Erhart, who is also a writer, world traveler and commentator for National Public Radio, according to the Wildland Trekking Company Web site (
www.wildlandtrekking.com), pointed out fauna and flora.
"She knew every flower, every bug, every rock," said Callihan, who added that they saw scorpions but none of the Grand's famous sidewinder rattlesnakes.
"On her day off she went on a hike," he said of the guide.
A meditative stillness reigned. At night, the dry air was luminescent.
"It was almost full moon," Callihan recalled, "and down in the canyon it was like dawn."
After a day's layover at Phantom Ranch, the group tackled the climb to the North Rim via the North Kaibab Trail.

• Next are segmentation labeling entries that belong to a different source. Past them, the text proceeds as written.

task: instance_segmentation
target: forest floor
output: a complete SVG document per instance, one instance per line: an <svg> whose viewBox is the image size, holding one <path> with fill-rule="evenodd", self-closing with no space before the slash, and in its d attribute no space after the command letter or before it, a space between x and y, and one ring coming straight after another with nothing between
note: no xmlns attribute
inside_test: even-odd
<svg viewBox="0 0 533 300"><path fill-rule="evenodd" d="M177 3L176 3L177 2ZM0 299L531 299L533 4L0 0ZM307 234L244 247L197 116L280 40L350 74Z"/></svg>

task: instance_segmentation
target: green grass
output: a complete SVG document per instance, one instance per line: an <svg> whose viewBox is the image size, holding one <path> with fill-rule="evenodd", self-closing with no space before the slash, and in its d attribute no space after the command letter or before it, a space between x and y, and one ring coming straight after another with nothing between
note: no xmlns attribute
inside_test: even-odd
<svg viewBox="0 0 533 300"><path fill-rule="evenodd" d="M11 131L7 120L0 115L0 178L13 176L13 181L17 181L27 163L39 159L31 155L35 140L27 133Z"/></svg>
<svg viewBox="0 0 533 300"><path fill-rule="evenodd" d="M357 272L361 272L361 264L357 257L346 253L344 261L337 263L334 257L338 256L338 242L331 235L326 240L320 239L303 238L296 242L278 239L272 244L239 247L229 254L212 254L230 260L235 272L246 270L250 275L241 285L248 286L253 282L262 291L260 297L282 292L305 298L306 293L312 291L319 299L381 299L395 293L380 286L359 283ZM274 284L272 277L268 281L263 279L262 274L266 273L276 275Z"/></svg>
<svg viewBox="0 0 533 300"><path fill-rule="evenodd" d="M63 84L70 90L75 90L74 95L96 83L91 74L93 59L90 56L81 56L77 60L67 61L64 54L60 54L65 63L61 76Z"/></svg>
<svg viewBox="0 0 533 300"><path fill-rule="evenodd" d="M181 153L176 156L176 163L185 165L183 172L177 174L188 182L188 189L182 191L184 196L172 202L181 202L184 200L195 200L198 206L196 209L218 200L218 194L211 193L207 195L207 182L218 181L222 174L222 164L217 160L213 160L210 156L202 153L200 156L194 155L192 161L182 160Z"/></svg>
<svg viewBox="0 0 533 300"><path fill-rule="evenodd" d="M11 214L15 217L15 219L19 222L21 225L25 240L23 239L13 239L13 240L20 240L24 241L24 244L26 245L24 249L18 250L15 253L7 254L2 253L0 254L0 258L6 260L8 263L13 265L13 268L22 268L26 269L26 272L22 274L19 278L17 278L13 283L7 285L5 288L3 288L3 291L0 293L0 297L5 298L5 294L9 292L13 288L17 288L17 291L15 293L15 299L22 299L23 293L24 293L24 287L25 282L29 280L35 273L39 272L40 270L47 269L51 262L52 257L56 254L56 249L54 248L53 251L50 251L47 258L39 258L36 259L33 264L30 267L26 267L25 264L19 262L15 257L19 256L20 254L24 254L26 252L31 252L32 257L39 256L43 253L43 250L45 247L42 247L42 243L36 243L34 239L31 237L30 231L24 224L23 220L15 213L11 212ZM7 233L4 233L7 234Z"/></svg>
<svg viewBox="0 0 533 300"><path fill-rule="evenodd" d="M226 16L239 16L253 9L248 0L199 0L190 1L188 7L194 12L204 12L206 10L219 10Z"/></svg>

The route is much steeper than the Bright Angel, said Callihan, who wears bifocals and was careful to keep his balance.
"You get off that trail, you're done, you're MedEvac-ed," he said.
Helicopter rescues, at $2,000 an hour, are launched only when someone suffers serious injury or illness. "They won't baby you," Callihan said.
He photographed a lonely emergency phone in a red box that was none-too-helpfully padlocked.
He said he carried no cell phone because he expected no cell service in the canyon depths.
The group stayed the fourth night at the Cottonwood Campground, on Bright Angel Creek, partway up to the North Rim. The next day, with Callihan setting the pace, they polished off the final seven miles in less than six hours.
"I'd sooner go uphill than downhill," which is harder for a backpacker to negotiate because of the extra momentum, Callihan said.
At the top, he said, "We all shook hands and gave each other high-fives."
Soon, it was time to bid goodbye and return — by vehicle — 4½ hours to the South Rim.
From Phoenix the next day, Callihan flew home to his job as a paperhanger and painter at Willow Valley Retirement Community.
First, though, he phoned his cheering section back home — his daughter, Paula Brewer, of Lancaster, and her children, Rebekah, 11, and Evan, 9.
"He was very active and fit before he was diagnosed with cancer," Brewer said.
Seeing her father recover and accomplish the canyon hike has been gratifying, she added.
"I'm just proud that he did it."
So, of course, is Callihan, who trained for the challenge by filling a borrowed backpack with 40 pounds of dumbbells and trooping around the Pinnacle Overlook (near Holtwood) and Mount Gretna.
The result: no blisters. No aches. No pains. No problems, either, with the 8,300-foot altitude of the North Rim.
Callihan said he was thrilled by the Western tour, which he deemed worth every cent of the $1,050 trip fee.
"We had a great time. I would do it again tomorrow."